A wide variety of model explanation approaches have been proposed in recent years, all guided by very different rationales and heuristics. In this paper, we take a new route and cast interpretability as a statistical inference problem. We propose a general deep probabilistic model designed to produce interpretable predictions. The model parameters can be learned via maximum likelihood, and the method can be adapted to any predictor network architecture and any type of prediction problem. Our method is a case of amortized interpretability models, where a neural network is used as a selector to allow for fast interpretation at inference time. Several popular interpretability methods are shown to be particular cases of regularised maximum likelihood for our general model. We propose new datasets with ground truth selection which allow for the evaluation of the features importance map. Using these datasets, we show experimentally that using multiple imputation provides more reasonable interpretations.

Brain tumor imaging has been part of the clinical routine for many years to perform non-invasive detection and grading of tumors. Tumor segmentation is a crucial step for managing primary brain tumors because it allows a volumetric analysis to have a longitudinal follow-up of tumor growth or shrinkage to monitor disease progression and therapy response. In addition, it facilitates further quantitative analysis such as radiomics. Deep learning models, in particular CNNs, have been a methodology of choice in many applications of medical image analysis including brain tumor segmentation.

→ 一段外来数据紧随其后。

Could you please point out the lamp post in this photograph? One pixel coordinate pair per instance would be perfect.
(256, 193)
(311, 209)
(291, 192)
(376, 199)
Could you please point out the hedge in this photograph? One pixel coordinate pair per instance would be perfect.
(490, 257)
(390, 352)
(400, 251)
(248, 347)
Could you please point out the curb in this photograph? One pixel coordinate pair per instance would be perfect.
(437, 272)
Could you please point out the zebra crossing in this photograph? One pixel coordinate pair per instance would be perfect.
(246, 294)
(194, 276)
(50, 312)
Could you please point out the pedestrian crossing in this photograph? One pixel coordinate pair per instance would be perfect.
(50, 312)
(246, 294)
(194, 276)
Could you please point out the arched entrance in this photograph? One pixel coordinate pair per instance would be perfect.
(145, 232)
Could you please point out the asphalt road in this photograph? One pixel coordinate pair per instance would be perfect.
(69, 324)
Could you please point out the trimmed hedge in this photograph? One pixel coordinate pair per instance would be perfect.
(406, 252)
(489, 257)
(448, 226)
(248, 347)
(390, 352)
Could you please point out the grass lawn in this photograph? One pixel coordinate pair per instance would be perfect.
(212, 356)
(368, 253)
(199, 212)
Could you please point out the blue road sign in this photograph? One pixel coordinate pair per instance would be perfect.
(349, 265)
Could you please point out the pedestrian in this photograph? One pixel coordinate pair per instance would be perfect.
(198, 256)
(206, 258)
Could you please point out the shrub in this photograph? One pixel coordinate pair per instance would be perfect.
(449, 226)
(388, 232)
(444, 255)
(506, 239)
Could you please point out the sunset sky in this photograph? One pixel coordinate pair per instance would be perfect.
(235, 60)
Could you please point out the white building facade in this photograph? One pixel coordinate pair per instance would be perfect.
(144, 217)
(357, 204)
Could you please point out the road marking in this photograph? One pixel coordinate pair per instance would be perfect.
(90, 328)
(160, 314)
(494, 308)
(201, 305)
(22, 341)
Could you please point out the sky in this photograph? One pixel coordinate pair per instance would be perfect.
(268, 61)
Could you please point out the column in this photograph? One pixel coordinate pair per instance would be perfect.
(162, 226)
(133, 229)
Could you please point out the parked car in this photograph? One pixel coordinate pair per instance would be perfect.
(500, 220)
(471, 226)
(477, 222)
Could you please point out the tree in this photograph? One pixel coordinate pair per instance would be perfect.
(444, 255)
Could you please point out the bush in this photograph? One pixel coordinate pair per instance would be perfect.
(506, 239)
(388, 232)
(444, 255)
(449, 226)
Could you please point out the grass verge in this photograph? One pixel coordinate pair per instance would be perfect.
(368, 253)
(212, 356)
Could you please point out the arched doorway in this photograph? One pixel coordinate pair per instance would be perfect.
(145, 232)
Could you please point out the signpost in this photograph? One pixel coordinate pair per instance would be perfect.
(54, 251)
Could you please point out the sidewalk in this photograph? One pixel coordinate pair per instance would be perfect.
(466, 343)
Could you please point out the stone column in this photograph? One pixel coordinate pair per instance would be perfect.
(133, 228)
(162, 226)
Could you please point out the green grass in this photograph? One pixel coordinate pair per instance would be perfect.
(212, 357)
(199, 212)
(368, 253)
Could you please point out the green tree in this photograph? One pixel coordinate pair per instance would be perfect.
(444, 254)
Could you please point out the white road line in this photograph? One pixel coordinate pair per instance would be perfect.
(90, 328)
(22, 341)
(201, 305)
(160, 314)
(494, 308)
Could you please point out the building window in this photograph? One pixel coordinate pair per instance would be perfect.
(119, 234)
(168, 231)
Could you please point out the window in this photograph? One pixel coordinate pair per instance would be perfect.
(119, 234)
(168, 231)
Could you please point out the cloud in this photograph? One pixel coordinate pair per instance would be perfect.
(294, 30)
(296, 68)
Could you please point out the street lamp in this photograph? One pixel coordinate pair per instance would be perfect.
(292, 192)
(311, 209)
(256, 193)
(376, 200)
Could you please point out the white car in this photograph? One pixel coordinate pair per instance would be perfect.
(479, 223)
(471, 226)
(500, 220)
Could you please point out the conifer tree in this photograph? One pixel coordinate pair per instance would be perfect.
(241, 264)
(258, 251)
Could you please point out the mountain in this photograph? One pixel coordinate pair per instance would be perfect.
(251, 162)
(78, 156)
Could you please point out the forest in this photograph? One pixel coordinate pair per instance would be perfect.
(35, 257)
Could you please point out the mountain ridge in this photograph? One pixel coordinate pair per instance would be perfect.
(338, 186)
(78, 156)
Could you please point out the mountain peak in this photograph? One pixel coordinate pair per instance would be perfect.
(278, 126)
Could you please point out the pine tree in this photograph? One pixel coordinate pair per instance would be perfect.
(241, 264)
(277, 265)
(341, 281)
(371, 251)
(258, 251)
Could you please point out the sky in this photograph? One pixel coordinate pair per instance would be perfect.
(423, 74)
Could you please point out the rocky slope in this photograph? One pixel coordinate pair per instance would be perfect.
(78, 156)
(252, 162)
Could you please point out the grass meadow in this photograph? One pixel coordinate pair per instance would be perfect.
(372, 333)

In this study, we investigated the main design aspects of CNN models for the specific task of MRI-based brain tumor segmentation. Two commonly used CNN architectures (i.e. DeepMedic and U-Net) were used to evaluate the impact of the essential parameters such as learning rate, batch size, loss function, and optimizer. The performance of CNN models using different configurations was assessed with the BraTS 2018 dataset to determine the most performant model. Then, the generalization ability of the model was assessed using our in-house dataset. For all experiments, U-Net achieved a higher DSC compared to the DeepMedic. However, the difference was only statistically significant for whole tumor segmentation using FLAIR sequence data and tumor core segmentation using T1w sequence data. Adam and SGD both with the initial learning rate set to 0.001 provided the highest segmentation DSC when training the CNN model using U-Net and DeepMedic architectures, respectively. No significant difference was observed when using different normalization approaches. In terms of loss functions, a weighted combination of soft Dice and cross-entropy loss with the weighting term set to 0.5 resulted in an improved segmentation performance and training stability for both DeepMedic and U-Net models.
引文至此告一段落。